30dps Blog


Search Engine Advertising 101 (Part 1)

[fa icon="calendar"] Jan 26, 2015 5:42:00 PM / by Jeff Thomas

the basics about search engine advertising

In spite of the fact that virtually everyone who uses a computer these days has seen it, there are still a lot of folks who don't really understand what search engine advertising (SEA) is. Many more know what it is, conceptually, but don't really understand how it works. I've been a big fan of SEA for well over a decade, and have seen it do some amazing things for profitability. I've also seen it done very poorly, and in those cases, it can result in big waste of money, typically when the advertiser doesn't understand how it works or is impatient with the process.

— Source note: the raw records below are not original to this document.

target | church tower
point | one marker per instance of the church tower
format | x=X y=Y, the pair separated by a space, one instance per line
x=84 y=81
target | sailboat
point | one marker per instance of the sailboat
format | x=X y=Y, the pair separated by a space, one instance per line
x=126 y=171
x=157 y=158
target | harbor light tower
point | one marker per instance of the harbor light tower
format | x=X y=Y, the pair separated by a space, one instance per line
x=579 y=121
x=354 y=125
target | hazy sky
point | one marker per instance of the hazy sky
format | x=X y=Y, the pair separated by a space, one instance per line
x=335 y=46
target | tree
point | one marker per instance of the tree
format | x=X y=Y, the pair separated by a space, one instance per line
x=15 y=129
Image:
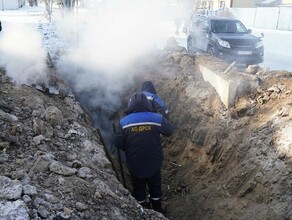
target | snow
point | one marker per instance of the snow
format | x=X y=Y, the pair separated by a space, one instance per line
x=106 y=41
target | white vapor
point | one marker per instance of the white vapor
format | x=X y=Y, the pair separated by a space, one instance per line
x=22 y=53
x=103 y=43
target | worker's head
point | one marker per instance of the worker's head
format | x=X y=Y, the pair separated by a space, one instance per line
x=138 y=103
x=148 y=87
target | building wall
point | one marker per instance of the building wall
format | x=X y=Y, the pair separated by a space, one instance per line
x=244 y=3
x=286 y=2
x=10 y=4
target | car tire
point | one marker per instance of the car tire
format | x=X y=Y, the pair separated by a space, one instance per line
x=190 y=46
x=212 y=51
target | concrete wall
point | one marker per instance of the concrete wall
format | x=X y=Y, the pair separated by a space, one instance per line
x=274 y=18
x=243 y=3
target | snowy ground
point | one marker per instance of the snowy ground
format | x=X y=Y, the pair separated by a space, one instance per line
x=277 y=56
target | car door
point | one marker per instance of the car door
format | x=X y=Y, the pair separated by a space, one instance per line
x=202 y=34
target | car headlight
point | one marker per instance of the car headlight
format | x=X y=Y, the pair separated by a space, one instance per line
x=259 y=44
x=223 y=43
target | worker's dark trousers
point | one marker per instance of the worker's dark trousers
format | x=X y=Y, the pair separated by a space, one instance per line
x=154 y=186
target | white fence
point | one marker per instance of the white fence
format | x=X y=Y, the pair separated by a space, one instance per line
x=11 y=4
x=274 y=18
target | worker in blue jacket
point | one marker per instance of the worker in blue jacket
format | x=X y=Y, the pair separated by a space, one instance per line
x=157 y=103
x=139 y=136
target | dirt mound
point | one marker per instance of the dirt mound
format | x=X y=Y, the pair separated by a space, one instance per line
x=52 y=163
x=227 y=163
x=220 y=164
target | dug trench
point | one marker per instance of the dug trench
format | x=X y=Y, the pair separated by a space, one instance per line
x=221 y=163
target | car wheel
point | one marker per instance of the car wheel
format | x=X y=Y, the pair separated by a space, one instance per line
x=190 y=46
x=212 y=51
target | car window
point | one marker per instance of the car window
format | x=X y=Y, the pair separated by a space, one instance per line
x=224 y=26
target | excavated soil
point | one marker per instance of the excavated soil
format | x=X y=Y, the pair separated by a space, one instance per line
x=226 y=163
x=220 y=163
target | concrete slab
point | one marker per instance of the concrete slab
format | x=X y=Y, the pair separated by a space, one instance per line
x=230 y=86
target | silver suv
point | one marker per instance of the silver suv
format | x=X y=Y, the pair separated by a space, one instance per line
x=227 y=38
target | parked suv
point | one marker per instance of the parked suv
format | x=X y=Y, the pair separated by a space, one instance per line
x=227 y=38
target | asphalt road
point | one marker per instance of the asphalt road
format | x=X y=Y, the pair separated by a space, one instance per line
x=278 y=55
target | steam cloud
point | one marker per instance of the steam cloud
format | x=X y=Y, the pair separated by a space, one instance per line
x=103 y=44
x=22 y=53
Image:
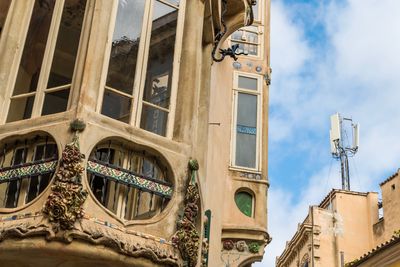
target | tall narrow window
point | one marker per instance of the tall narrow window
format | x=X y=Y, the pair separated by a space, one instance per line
x=131 y=52
x=248 y=40
x=39 y=89
x=157 y=91
x=4 y=6
x=118 y=96
x=247 y=97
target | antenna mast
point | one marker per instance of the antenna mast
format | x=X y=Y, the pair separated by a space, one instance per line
x=340 y=147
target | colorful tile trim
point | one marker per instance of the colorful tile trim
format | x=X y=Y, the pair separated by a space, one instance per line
x=20 y=216
x=246 y=129
x=122 y=229
x=31 y=169
x=129 y=178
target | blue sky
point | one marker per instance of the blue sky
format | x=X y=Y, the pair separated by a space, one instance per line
x=329 y=56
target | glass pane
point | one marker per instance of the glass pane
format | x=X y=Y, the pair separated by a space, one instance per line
x=247 y=83
x=244 y=201
x=246 y=131
x=125 y=45
x=35 y=44
x=174 y=2
x=154 y=120
x=247 y=110
x=4 y=5
x=160 y=62
x=20 y=109
x=67 y=43
x=116 y=106
x=55 y=102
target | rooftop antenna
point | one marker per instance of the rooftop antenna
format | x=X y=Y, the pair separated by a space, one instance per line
x=340 y=144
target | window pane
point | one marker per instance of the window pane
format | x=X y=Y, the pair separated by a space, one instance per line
x=255 y=11
x=67 y=43
x=244 y=201
x=55 y=102
x=35 y=44
x=154 y=120
x=125 y=45
x=20 y=109
x=116 y=106
x=4 y=5
x=158 y=90
x=161 y=55
x=174 y=2
x=247 y=83
x=246 y=131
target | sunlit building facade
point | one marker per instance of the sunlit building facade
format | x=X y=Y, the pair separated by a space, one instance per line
x=126 y=140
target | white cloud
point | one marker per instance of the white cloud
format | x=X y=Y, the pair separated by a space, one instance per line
x=356 y=73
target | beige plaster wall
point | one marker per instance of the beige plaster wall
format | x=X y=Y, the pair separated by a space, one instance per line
x=391 y=209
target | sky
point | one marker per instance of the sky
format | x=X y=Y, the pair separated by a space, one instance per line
x=329 y=56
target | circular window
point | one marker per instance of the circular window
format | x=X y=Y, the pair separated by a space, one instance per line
x=130 y=182
x=26 y=168
x=244 y=201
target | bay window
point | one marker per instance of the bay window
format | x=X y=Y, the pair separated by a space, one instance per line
x=139 y=83
x=47 y=64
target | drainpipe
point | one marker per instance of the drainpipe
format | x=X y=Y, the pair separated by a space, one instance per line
x=312 y=236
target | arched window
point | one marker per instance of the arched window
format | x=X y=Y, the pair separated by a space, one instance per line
x=47 y=65
x=244 y=202
x=130 y=182
x=26 y=168
x=129 y=96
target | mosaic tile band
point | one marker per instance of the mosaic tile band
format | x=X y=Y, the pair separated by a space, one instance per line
x=125 y=177
x=27 y=170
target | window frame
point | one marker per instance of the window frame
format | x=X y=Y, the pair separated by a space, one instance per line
x=141 y=68
x=25 y=182
x=235 y=92
x=48 y=56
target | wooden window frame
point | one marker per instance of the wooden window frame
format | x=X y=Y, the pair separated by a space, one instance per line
x=141 y=67
x=45 y=69
x=235 y=92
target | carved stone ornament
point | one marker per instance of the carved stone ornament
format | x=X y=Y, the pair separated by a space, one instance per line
x=89 y=231
x=187 y=237
x=64 y=205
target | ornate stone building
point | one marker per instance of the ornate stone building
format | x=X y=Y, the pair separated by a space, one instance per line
x=349 y=229
x=129 y=135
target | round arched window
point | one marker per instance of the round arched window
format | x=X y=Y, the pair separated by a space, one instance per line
x=130 y=182
x=244 y=202
x=26 y=168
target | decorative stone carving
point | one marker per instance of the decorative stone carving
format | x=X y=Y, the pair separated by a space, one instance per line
x=134 y=245
x=228 y=244
x=241 y=246
x=64 y=205
x=187 y=237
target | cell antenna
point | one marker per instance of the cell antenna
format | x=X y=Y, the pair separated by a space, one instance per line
x=341 y=148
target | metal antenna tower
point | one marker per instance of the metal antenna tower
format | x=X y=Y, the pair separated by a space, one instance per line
x=340 y=145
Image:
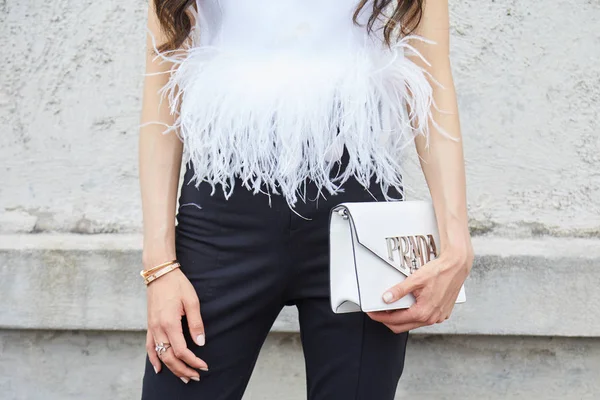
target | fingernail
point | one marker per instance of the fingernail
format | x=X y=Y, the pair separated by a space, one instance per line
x=388 y=296
x=200 y=339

Search engine advertising is most readily seen as those postage-stamp sized text ads that you see on the side of search engines. You will also see these "sponsored ads" or "sponsored links" on other non-search engine websites.  Regardless of what you call the ads, they are presented by search engine technology like Google and Yahoo! and Bing, and the advertiser typically pays by the click.

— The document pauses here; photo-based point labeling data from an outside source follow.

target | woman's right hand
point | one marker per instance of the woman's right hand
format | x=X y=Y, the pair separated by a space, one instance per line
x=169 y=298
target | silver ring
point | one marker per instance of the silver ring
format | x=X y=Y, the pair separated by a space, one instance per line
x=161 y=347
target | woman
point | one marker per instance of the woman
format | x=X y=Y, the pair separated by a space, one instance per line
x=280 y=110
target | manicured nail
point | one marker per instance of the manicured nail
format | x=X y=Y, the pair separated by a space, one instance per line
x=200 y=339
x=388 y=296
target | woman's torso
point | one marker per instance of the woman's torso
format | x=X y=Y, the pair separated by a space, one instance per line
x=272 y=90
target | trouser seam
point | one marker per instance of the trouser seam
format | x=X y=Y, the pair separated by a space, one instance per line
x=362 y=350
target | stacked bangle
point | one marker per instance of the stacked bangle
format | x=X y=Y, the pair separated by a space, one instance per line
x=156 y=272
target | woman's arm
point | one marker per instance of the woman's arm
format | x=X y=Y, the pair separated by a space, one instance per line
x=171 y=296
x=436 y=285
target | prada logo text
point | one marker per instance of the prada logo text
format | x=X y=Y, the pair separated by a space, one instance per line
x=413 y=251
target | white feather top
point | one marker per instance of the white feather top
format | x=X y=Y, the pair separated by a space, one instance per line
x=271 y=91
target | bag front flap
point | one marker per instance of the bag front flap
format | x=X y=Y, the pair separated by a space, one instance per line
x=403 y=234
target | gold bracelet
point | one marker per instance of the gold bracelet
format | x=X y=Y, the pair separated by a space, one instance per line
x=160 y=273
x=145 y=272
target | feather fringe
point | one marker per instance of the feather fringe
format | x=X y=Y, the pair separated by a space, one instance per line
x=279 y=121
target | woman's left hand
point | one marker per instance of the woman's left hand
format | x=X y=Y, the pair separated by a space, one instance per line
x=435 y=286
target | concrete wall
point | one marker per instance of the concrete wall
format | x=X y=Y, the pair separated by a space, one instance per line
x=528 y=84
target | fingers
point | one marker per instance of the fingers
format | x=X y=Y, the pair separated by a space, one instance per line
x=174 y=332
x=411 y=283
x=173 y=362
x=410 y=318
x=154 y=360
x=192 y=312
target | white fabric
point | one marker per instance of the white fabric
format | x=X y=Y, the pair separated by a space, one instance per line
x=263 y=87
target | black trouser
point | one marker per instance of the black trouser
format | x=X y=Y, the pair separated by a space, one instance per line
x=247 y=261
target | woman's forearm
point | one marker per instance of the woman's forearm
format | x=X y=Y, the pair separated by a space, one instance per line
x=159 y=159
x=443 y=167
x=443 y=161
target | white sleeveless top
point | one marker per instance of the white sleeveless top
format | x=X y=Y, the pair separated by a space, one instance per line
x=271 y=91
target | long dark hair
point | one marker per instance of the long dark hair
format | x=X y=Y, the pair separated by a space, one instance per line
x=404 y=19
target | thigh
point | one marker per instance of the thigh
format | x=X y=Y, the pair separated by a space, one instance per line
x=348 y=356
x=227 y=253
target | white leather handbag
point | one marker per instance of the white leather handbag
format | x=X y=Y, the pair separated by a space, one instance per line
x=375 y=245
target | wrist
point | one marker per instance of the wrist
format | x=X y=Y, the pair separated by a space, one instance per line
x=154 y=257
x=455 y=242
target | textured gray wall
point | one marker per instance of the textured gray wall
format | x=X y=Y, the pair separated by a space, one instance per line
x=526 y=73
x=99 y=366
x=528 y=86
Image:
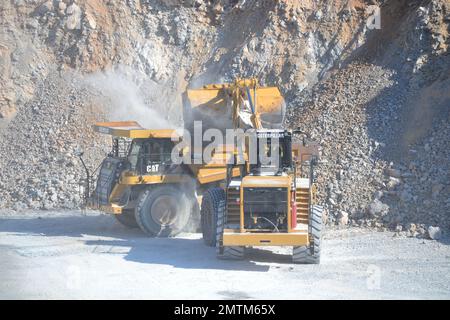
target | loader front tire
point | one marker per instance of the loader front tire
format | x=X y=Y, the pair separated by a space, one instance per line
x=311 y=254
x=163 y=211
x=127 y=218
x=225 y=252
x=208 y=214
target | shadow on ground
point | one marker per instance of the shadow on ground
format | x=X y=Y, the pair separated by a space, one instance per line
x=186 y=251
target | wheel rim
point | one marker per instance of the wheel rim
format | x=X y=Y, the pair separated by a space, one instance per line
x=164 y=210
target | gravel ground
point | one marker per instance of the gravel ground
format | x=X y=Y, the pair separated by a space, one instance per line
x=71 y=254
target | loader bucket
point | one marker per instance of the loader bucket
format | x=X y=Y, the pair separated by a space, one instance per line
x=212 y=105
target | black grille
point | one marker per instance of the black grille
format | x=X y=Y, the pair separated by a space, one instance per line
x=265 y=200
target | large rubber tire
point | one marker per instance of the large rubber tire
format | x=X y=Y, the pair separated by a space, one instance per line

Unlike most other forms of advertising, the great thing about search engine advertising is that you only pay for it when it "works." With other forms, you pay to run the ad for a period of time regardless of how many prospective customers actually see or respond to the ad. But with search engine advertising, you only pay for the ad when someone not only sees the ad, but actually takes action, e.g. he/she clicks on the ad and goes to your website. The practice is called pay-per-click. As the advertiser, you decide what your budget is (how much you're willing to spend per day) and how much per click you're willing to spend (what is the maximum amount you want to pay for someone to come to your website).  As the advertiser, you create the ad text, choose the keywords that best describe your product (or those keywords that searchers are likely to be using when you want your ad to show up), and determine your budget and maximum cost-per-click. With this criteria, search engine technology presents the ads to the searcher who submits a relevant search.

One of the things that makes search engine advertising so effective is that, unlike other forms of traditional advertising, your ad is being presented to someone who is actively LOOKING for what you're selling.  So in essence, you're already presenting your ad to a qualified lead. 

To sum up... you're presenting your ad to folks who are actively looking for what you sell, and you only pay for it when they bite.  How cool is that?